Malcolm was popularly designated the Prince of Hate, as opposed to the King of Love. He frequently noted that he preferred the outright segregationists among the whites to those whose liberal pretensions disguised their deep-seated racism. He believed that the struggle in the US should be for human rights instead of civil rights — and that it should be waged on the global stage, not least at the United Nations. Possibly one of the reasons Malcolm spent so much time abroad in 1964 was the realization that, sooner or later, he would be targeted for elimination. The final segment of Manning Marable’s Pulitzer Prize-winning biography from 2011 reads like the chronicle of a death foretold. In Oxford in December that year, Tariq Ali recalls a late-night post-debate conversation with Malcolm, which he ended by expressing the hope that they would meet again before long. “He smiled,” Ali writes, “and, without any trace of emotion, said: ‘I don’t think so. By this time next year, I’ll be dead.’”
It didn’t take that long. Fifty years ago this week, on Feb. 21, 1965, as Malcolm, not yet 40 at the time, came to the podium to address a gathering at the Audubon Ballroom in Harlem, he was gunned down by an NOI execution squad. The extent to which the authorities, which had infiltrated both the NOI and the pair of organizations Malcolm formed, were aware of the plot remains unclear. Substantial segments of the FBI files on Malcolm are still not open to scrutiny.
By then, Malcolm had sparked the interest, and in some cases acquired the allegiance, of several activists disappointed by the glacial pace of change in the light of the King-led campaign. They included John Lewis, the youngest speaker at the 1963 March on Washington, who has represented Georgia in the House of Representatives since 1987; Rosa Parks, who had sparked the Montgomery bus boycott in 1955; and Maya Angelou, who returned from self-exile in Ghana to join Malcolm’s Organization of African American Unity just days before he was assassinated.

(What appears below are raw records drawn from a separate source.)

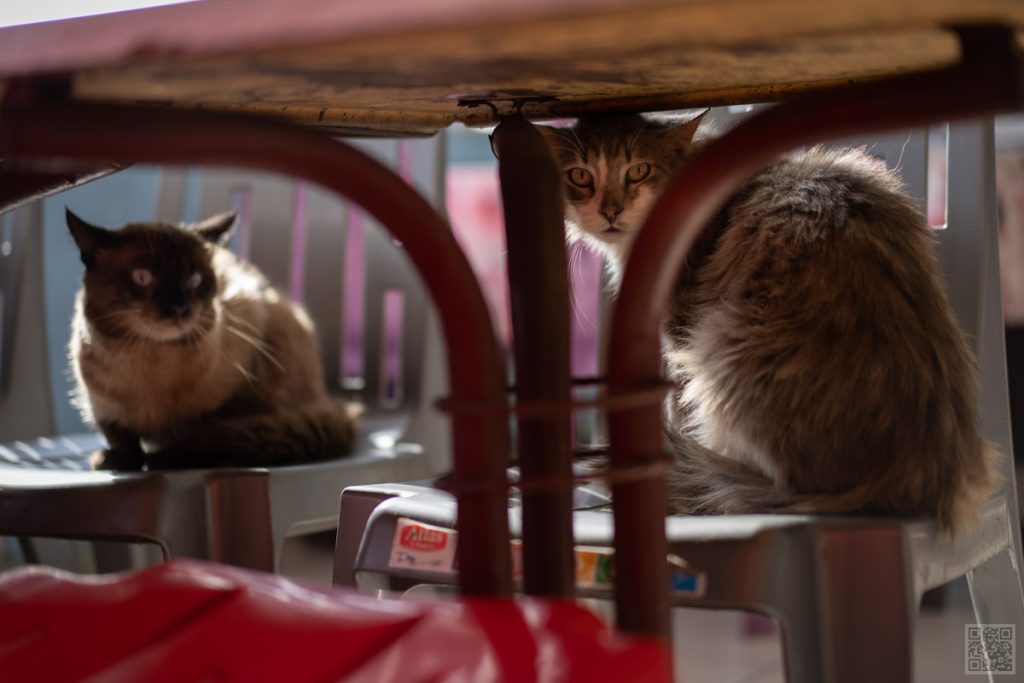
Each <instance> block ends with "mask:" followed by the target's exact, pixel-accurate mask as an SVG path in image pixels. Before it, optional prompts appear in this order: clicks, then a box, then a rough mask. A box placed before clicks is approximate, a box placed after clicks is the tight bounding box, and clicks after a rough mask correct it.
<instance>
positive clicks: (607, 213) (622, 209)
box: [600, 207, 623, 223]
mask: <svg viewBox="0 0 1024 683" xmlns="http://www.w3.org/2000/svg"><path fill="white" fill-rule="evenodd" d="M600 212H601V215H602V216H604V217H605V218H606V219H607V221H608V222H609V223H613V222H615V218H618V214H621V213H622V212H623V208H622V207H616V208H602V209H600Z"/></svg>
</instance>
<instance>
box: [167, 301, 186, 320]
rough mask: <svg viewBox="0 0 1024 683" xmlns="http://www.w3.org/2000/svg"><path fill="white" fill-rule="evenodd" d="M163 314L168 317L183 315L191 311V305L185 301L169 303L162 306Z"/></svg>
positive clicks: (177, 316)
mask: <svg viewBox="0 0 1024 683" xmlns="http://www.w3.org/2000/svg"><path fill="white" fill-rule="evenodd" d="M163 309H164V315H166V316H168V317H185V316H187V315H188V313H190V312H191V306H189V305H188V303H187V302H185V303H169V304H166V305H164V306H163Z"/></svg>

Malcolm’s legacy was in various ways built upon by the Black Power movement of the late 1960s and specifically the Black Panthers, but his unfulfilled potential as a relatively mainstream leader has inevitably been consigned to the realm of speculation. One could say X marks the spot of a cruel void in American history, not least because Malcolm’s militancy has frequently been vindicated. Had he by some miracle lived to be 95, who can say he would have been surprised that one in three African American males get a taste of American justice, frequently in their youth, and that in 2015 it remains necessary to point out that black lives matter.